Consider the evidence – 16 major titles in only three years. In Rio he become the first British male to win an Olympic swimming gold medal since Adrian Moorhouse, who won the same event in Seoul in 1988 (Moorhouse, by the way, would have been seven metres behind Peaty) and he would probably have won gold for the 50m, too, but that is not an Olympic event.
The only person left for Peaty to race against is himself – coach Mel Marshall
This year Peaty has won gold medals at the World Swimming Championships in Hungary at both of his specialist distances, 50m and 100m. He twice broke his own world record in the 50m, in the heats and semi-final, and became the first man to swim under 26 seconds in the event.
And he didn’t do that just once. He did it twice. So where does this leave him? His coach, Mel Marshall, says: “The only person left for Peaty to race against is himself.”
In The Guardian, Andy Bull put Peaty’s achievements into perspective: “At the Rio Olympics, Peaty won the 100m by 1.56sec. That was 2.65 per cent faster than the man who finished second, Cameron van der Burgh. When Usain Bolt set his world record in the 100m in Berlin back in 2009 he was 1.33% faster than the silver medallist, Tyson Gay.
“To have won by as large a margin as Peaty did, Bolt, the fastest sprinter in history, would have needed to be twice as far ahead again than he already was. In swimming, the only man who has matched Peaty’s winning margin in a sprint is Michael Phelps.”
It isn’t just that, though, that compels me to vote for Adam Peaty. It’s also his work ethic. Six days a week Peaty gets up at 6am to train. He is in bed by 9pm. When he is in peak training he swims seven miles a day Monday to Saturday. That means that the European, Commonwealth, World and Olympic 100m breaststroke champion swims 1,680 lengths a week.
The 22-year-old City of Derby Swimming Club life member has dominated breaststroke swimming, and it surprised no one that he was among the first 15 athletes selected to represent England at next year’s Commonwealth Games on the Gold Coast, Australia.

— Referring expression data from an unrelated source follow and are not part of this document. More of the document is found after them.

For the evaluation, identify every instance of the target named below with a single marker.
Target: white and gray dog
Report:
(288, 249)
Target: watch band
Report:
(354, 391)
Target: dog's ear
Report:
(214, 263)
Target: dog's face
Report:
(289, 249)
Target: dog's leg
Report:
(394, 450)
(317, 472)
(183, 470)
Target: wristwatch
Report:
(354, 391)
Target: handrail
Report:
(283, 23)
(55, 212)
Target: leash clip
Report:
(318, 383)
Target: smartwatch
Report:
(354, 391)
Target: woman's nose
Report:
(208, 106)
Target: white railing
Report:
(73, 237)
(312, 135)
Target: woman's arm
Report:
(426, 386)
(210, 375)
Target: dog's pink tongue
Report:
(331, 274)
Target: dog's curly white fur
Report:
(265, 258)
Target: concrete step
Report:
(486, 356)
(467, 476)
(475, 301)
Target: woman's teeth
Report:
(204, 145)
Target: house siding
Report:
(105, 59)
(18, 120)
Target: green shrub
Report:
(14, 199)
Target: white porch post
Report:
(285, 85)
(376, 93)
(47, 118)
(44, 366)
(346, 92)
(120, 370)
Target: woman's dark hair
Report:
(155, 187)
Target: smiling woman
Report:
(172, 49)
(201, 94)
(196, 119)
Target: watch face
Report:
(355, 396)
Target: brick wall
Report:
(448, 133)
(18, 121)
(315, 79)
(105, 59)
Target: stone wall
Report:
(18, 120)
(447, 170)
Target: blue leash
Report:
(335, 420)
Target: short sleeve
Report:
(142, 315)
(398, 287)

He said: “With the English lion on my arm, I’m pretty patriotic and the Commonwealth Games is where my senior career started, in Glasgow in 2014. It’s where I got my first major win under my belt, taking down the previous Olympic champion in the process. That’s what put me on the stepping stone for these last four years.”
Double Olympic champion Rebecca Adlington says: “He is the poster boy for swimming across the world, not just in Britain.”
I mean, what more do you want?
Voting closes on Wednesday November 8.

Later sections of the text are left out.